2019 Week 6 (Early February)

Updated 1,895 Days AgoPublic

Actions

Summary of changes from February 1, 2019 to February 8, 2019.

• These changes were promoted to stable.

General

[] Users may now always log in to their accounts by sending themselves an email login link. Previously, this flow was only available if password auth was enabled, via the "Forgot Password?" link. Now, the login page will always have a link to this workflow (either "Forgot Password?" if password auth is enabled, or "Send a login link to your email address." if password auth is not enabled).

Users may now unlink their last external account. Previously, this was prevented because unlinking your last account may mean you can no longer log in. Since you can always log in via email now, you're permitted to unlink your last account as long as you confirm through a warning about the risk.

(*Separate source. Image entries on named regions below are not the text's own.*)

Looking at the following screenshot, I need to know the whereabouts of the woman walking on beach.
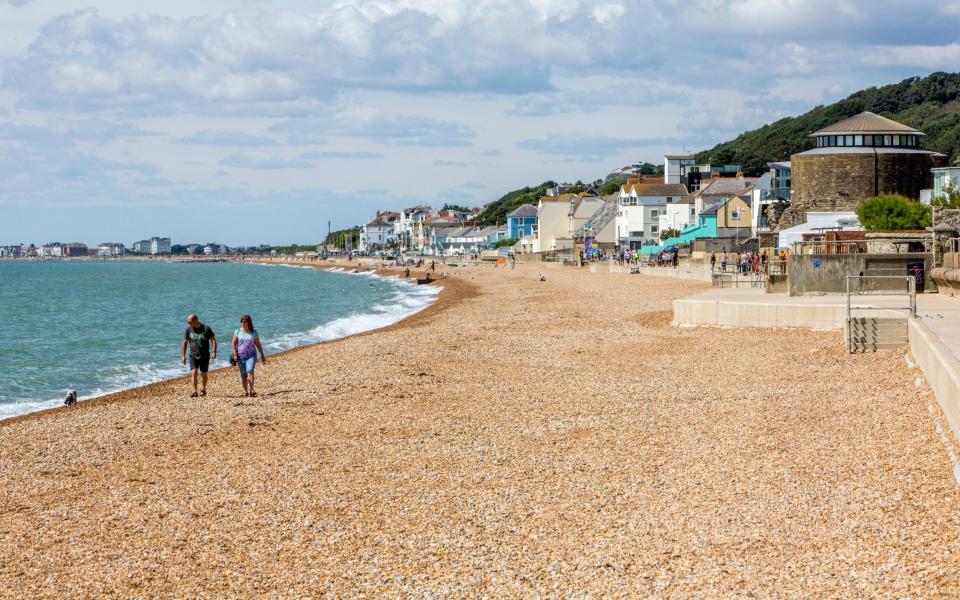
[233,315,267,396]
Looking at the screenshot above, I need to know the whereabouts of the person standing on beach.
[180,315,217,398]
[233,316,264,396]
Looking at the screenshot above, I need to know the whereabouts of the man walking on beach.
[180,315,217,398]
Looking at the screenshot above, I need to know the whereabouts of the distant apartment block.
[203,242,230,256]
[97,242,127,256]
[133,237,171,255]
[37,242,63,258]
[0,244,28,258]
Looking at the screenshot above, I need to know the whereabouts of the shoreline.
[0,261,464,429]
[0,264,960,598]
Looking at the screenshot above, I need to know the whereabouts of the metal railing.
[846,275,917,353]
[760,188,790,200]
[791,238,932,255]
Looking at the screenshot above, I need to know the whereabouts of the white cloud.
[177,129,278,146]
[300,150,383,160]
[220,153,312,170]
[517,135,685,158]
[270,110,476,147]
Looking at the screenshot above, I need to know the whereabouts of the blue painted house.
[507,204,537,240]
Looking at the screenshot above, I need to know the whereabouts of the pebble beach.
[0,264,960,598]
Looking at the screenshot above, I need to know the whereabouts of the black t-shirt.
[183,323,214,359]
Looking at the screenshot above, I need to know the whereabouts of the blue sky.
[0,0,960,245]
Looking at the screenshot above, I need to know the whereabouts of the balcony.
[760,188,791,202]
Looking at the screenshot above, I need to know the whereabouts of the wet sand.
[0,265,960,597]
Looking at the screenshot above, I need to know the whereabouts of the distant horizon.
[0,0,960,246]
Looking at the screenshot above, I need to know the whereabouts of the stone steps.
[845,317,910,353]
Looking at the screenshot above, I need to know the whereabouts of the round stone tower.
[777,112,947,229]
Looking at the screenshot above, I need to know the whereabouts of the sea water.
[0,260,439,418]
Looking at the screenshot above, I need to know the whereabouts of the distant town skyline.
[0,0,960,246]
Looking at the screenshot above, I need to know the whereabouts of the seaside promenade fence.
[790,236,933,255]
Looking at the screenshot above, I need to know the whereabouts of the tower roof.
[810,111,923,137]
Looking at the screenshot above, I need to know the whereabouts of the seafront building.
[203,242,230,256]
[97,242,127,256]
[506,204,537,240]
[133,237,173,255]
[358,210,400,253]
[778,112,947,229]
[531,192,606,252]
[616,180,690,249]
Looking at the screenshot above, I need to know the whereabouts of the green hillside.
[697,73,960,175]
[473,181,555,225]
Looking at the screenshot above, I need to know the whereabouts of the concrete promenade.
[673,276,960,446]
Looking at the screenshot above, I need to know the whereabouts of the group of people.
[180,314,267,398]
[710,251,768,275]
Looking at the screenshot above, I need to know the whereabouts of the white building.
[616,182,689,248]
[931,167,960,199]
[358,210,400,252]
[663,154,697,184]
[37,242,63,258]
[150,237,171,254]
[97,242,127,256]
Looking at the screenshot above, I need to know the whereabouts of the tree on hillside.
[932,181,960,208]
[857,194,932,231]
[697,73,960,175]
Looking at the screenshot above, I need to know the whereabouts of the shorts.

This is mostly useful to fix accounts that have become linked incorrectly.

[] Owners now supports some additional "Audit" modes. Previously, auditing could be "Disabled" or "Enabled". The "Enabled" option is now called "Audit Commits With No Owner Involvement", and triggers on commits not authored or reviewed by owners (this is substantially identical to the old behavior). New options allow automatic auditing of "Unreviewed Commits", where a corresponding revision does not exist or was not properly "Accepted" before the change landed.

When an Owners Package is a reviewer and that Package-Reviewer accepts a revision, this is now considered "owner involvement" for the purpose of "...With No Owner Involvement" audit rules.

Security

• No notes in this period.

Migrations

"Duration" is the duration for this install, and may not be representative.

Upgrading / Compatibility

• [] owners.edit now accepts string constants for auditing transactions. String constants are now preferred. (For compatibility, "0", "1", and "" are still supported.)
• PhabricatorAuthLoginHandler has been removed. This handler was used to add guidance to the login flow. It is substantially obsoleted by Auth → Customize Messages.
• feed.http-hooks now explicitly warns that it is deprecated.
• The metamta.default-address configuration option is now locked (and has a slightly richer description).
• Very old installs (from before June 2013) with LDAP or OAuth data that have not performed an upgrade since then will no longer be able to upgrade directly to a modern (February 2019) version of Phabricator because a required migration against ancient LDAP/OAuth data no longer functions. If you are affected, you will receive an error when you attempt to upgrade. To move forward, upgrade to an intermediate version of Phabricator first (any version released between June 2013 and February 2019), then upgrade to modern Phabricator. It is likely that the number of installs affected by this is 0 or very close to 0.
• Changing usernames no longer warns users about a need to reset their password, as this should no longer be necessary since January 2018. Users who: set a password on a version of Phabricator from before January 2018; and have never used that password to log in to any version of Phabricator released between January 2018 and January 2019; and have their usernames changed in a version of Phabricator released after January 2019 may still need to reset their password after the username change. They can use the "Forgot Password?" link to do this.

Minor

• Improved handling of EINTR after EPIPE when writing to streams.
• Duo MFA validation is no longer improperly applied to other MFA types.
• Fixed a missing menu in /mail/ on mobile.
• User renames now render more readably in Feed.
• Login and MFA forms now more consistently focus their inputs automatically.
• Fixed an issue where some feed.http-hooks data wasn't constructed properly.
• Fixed an issue where transaction.search would fail against Diff objects with matching transactions.
• Users may now be approved from their "Manage" page.
• Auth no longer raises warnings about registration being too open if no providers actually allow registration.
• [] Improved construction of an Audit query in cases where viewers belong to a very large number of projects and/or packages.
• Minor UI/UX improvements to some payments workflows.
• [] When you override the lock on an object, transactions are now marked with an icon to indicate you might be bending the rules. The existing "MFA" and "Silent" transaction markers are also now more visible.
• It is now more difficult to reach invalid vote states in Slowvote.
• The Duo MFA flow now provides more encouragement.

The [] icon indicates a change backed by support mana.